My wife, my high-school age son, and my basenji  - 27 pounds of delightful curly tailed wickedness named Khufu -  will follow in a few weeks as final exams (for the boy) permit. My first task therefore is find us a house, with a dog-appropriate yard, near the base, and I shall be embarking on that in the next weeks.  After that there will be settling into the demands of doing anesthesia in a small overseas military hospital - my third time in that particular role - as well as jumping in to assist with whatever administrative stuff I can help out with.  But as time permits, I can’t wait to get out and explore this fascinating area.  So much stuff I’m interested in intersects at this peninsula.  Here are some of the earliest cave paintings known; the remnants of the Phoenicians, Carthaginians, and Romans; a few traces of the Visigothic kingdom; the rich heritage of Al-Andalus; the complicated legacy of the Reconquista and everything implied by the fateful year 1492; the Spanish Armada; the battle of Trafalgar; Wellington’s Peninsular Campaigns; the Spanish Civil War…and I’ve only scratched the surface!

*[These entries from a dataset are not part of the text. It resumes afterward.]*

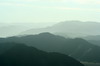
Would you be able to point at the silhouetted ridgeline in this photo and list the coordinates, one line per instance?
(77, 48)
(21, 55)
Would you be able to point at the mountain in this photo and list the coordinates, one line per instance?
(22, 55)
(69, 29)
(93, 39)
(12, 29)
(77, 48)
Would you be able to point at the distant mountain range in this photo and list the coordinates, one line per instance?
(78, 48)
(93, 39)
(18, 54)
(69, 29)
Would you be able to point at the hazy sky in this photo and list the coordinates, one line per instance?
(13, 11)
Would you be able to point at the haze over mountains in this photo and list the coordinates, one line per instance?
(76, 39)
(12, 29)
(70, 29)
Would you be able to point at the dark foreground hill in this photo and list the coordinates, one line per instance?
(77, 48)
(22, 55)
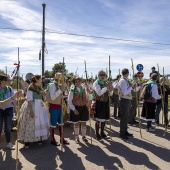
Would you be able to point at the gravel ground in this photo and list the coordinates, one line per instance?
(152, 151)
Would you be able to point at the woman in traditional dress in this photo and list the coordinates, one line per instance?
(78, 108)
(34, 124)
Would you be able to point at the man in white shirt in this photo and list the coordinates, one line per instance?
(125, 89)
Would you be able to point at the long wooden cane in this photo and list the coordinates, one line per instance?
(62, 107)
(162, 96)
(88, 104)
(110, 101)
(137, 102)
(18, 112)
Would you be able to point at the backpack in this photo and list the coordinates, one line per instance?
(146, 93)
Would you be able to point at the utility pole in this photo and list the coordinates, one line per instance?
(43, 38)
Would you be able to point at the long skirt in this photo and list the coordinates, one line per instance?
(33, 129)
(148, 111)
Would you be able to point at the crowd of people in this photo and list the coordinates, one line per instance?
(42, 109)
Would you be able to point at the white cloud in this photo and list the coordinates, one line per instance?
(134, 23)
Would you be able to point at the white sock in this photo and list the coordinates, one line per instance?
(76, 130)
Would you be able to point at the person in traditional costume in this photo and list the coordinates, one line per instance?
(116, 97)
(34, 123)
(101, 92)
(6, 113)
(125, 88)
(153, 71)
(149, 105)
(135, 97)
(54, 98)
(165, 90)
(79, 114)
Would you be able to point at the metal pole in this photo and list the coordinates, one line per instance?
(43, 39)
(137, 100)
(6, 70)
(110, 101)
(88, 105)
(17, 160)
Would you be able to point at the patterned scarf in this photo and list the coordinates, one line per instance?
(49, 84)
(2, 94)
(35, 88)
(75, 91)
(101, 82)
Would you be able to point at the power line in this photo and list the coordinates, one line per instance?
(89, 36)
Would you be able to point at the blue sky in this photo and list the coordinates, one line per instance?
(139, 20)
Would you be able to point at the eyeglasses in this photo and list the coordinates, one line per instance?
(102, 74)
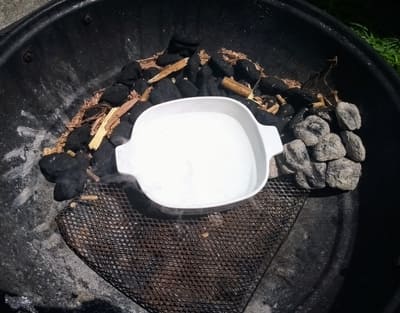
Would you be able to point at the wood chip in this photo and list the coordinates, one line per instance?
(205, 235)
(146, 94)
(150, 62)
(204, 57)
(102, 132)
(291, 83)
(274, 109)
(92, 176)
(169, 69)
(121, 111)
(236, 87)
(89, 198)
(71, 153)
(231, 56)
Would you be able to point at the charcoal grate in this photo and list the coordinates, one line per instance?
(210, 264)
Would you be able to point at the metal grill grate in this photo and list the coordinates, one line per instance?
(205, 264)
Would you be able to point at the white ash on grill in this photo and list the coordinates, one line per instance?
(308, 121)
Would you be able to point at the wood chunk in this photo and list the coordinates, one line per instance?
(102, 131)
(169, 70)
(150, 62)
(120, 112)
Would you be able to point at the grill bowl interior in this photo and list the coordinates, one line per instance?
(56, 58)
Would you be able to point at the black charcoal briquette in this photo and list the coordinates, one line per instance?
(54, 166)
(69, 186)
(219, 67)
(115, 94)
(78, 139)
(129, 74)
(164, 90)
(121, 134)
(246, 70)
(272, 86)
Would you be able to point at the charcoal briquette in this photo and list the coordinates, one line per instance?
(121, 134)
(246, 70)
(69, 186)
(192, 68)
(164, 90)
(219, 67)
(267, 118)
(168, 58)
(129, 74)
(115, 94)
(150, 73)
(286, 110)
(103, 161)
(187, 88)
(78, 139)
(141, 85)
(132, 115)
(299, 97)
(271, 85)
(54, 166)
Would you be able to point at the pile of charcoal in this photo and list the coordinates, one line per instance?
(320, 148)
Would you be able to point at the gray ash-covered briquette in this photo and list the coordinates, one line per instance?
(129, 74)
(315, 179)
(348, 116)
(354, 146)
(343, 174)
(246, 70)
(330, 147)
(164, 90)
(295, 157)
(311, 130)
(79, 139)
(115, 95)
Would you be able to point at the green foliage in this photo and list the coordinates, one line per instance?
(388, 48)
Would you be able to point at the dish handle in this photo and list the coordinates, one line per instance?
(271, 140)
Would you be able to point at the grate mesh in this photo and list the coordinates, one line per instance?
(210, 264)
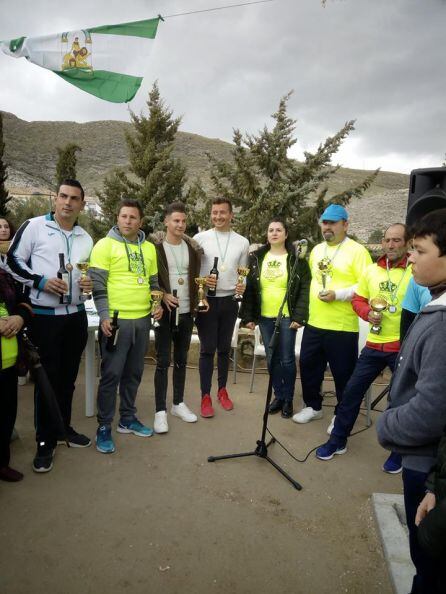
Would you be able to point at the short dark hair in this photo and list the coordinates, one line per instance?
(73, 183)
(407, 235)
(174, 207)
(222, 200)
(433, 225)
(11, 226)
(132, 203)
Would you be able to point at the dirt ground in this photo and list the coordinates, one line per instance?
(156, 516)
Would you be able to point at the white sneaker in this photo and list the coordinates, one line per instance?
(160, 422)
(307, 414)
(182, 411)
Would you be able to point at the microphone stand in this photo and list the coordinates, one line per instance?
(261, 451)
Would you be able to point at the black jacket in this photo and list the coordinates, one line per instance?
(299, 288)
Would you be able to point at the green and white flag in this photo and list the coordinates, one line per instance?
(107, 61)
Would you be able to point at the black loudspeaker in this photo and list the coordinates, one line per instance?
(427, 192)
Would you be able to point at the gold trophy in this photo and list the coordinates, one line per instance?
(156, 302)
(242, 272)
(83, 267)
(203, 305)
(378, 305)
(325, 270)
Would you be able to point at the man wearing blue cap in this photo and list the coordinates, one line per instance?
(331, 335)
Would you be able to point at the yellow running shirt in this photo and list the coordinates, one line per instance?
(391, 285)
(10, 347)
(273, 283)
(349, 261)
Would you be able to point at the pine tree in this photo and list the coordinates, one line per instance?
(263, 181)
(4, 196)
(156, 178)
(66, 162)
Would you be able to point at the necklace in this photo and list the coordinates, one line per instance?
(136, 264)
(180, 266)
(223, 256)
(68, 243)
(393, 294)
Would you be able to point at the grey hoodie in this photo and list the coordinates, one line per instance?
(416, 417)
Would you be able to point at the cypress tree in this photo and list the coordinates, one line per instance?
(66, 162)
(156, 178)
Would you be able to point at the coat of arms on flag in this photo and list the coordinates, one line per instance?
(99, 60)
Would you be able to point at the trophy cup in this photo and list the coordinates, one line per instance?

If you’re interested, my hope is to limber up some creative writing muscles not much used since the days of “Djohn’s Djibouti Djournal”, my fitfully maintained account of a deployment to the Horn of Africa some years ago, and to give something of an account of our time here.  So, if you would care to join me for an irregularly irregular series of reflections on my experiences here in Spain, please be my  very welcome guest.  Let’s make the voyage to farTarshish that Jonah never completed, and see what revelations might yet await his arrival.  Vaminos!

1 comment:

  1. Sir, as someone who is staring down what could be the final 3 years of my now decade long naval career, I have had similar thoughts of my own. My view is somewhat more tropical than Rota, but it was certainly my escape from residency. Of course, your years of dedicated service are beyond compare, I imagine you are having similar thoughts to mine about what life beyond the khaki would/will be like. I look forward to your always eloquent and insightful musings on this chapter of your life. For those of us who aspire to a even a shadow of what you have accomplished, the words of those who have been there before us are a welcome guidebook!